You’ve spent nearly 20 years in the beer business. How much has it changed since you started?
A lot (laughs). At that time European imports were the big and growing imported brands. In California you had a handful of crafts like Anchor Steam, Sierra Nevada and Pyramid. Corona and the other big Mexican imports were showing growth but were still relatively small. And our biggest competition was Anheuser-Busch.
Since then we’ve seen massive fragmentation. There are thousands of craft brewers. The European imports have a smaller piece of the pie and Mexican imports are on a roll. The competitive picture is much more complex. And as for innovation, when I started you didn’t have the wave of innovation you see every year in the industry.
You’ve worked with chain retailers for a long time and in a variety of roles, including your current role and previously as head of the team that calls on Kroger. How have they evolved?
I called on chains at Philip Morris and I knew as a general manager at Miller one of the biggest values I could add would be calling on chain accounts like Safeway and Albertson’s.
Chains represent a much bigger slice of the business now compared to when I started. They’re more consolidated. And they’ve gotten more sophisticated in how they analyze and use data, in how they use shopper loyalty data to mine for insights.
And right now you’re seeing more and more chains get involved in e-commerce. It’s exploding. Right now we see a few that are on the leading edge, but soon you’re going to see a lot more get more involved. It’s where their customers are going.
How do chain retailers see the beer category?
It’s a big business. Beer is still one of the key traffic drivers for grocery and c-stores. Always has been and always will be. They know it’s important.
What are retailers looking for from suppliers?
They’re looking for insights to drive category growth.

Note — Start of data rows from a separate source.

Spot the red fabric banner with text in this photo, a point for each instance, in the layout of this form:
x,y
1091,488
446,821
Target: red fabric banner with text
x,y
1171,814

In the category you have baby boomer shoppers, you have Gen X shoppers and you have millennial shoppers. Each represent about a third of the business and they’re all looking for different things, so retailers want to know how to balance the needs of these three groups. The suppliers who can bring the brands and insights that will help retailers navigate this environment are the ones who will win.
You’ve been involved in chain from the time MillerCoors launched. In that time, surveys of retailers and distributors consistently rank MillerCoors as the best supplier in beer. Looking back, how does it feel to be a part of that?
It’s a huge deal. When we started, a lot of skeptics said we couldn’t do it. But we did. And that’s really a tribute to our people. There’s a lot of pride in what we’ve accomplished and we are not resting on our laurels.
CM Profit Group had us ranked on top in off-premise for some time, but on-premise was one area where we needed to make progress. We got the No. 1 ranking this year, and that’s an affirmation of our people, the resources we invested, our tools and solutions, as well as the quality of the team calling on those accounts.
The chain team has a lot of pride in what they’ve accomplished, and they are not resting on their laurels, I can tell you that.
Any closing thoughts?
To build on what I was just talking about, if there’s one thing I’ve learned over the past 20 years or so, it’s that you can’t overestimate the importance of people. I’m not the first to say this, and I surely won’t be the last, but people make the difference in a business as competitive as beer. Ultimately, the best team wins. And MillerCoors — and not just the chain team — has the best overall team in beer right now. They’re committed, they’re passionate, they believe, and the organization does a great job in providing training and building capabilities. I’m looking forward to seeing what they’ll do next.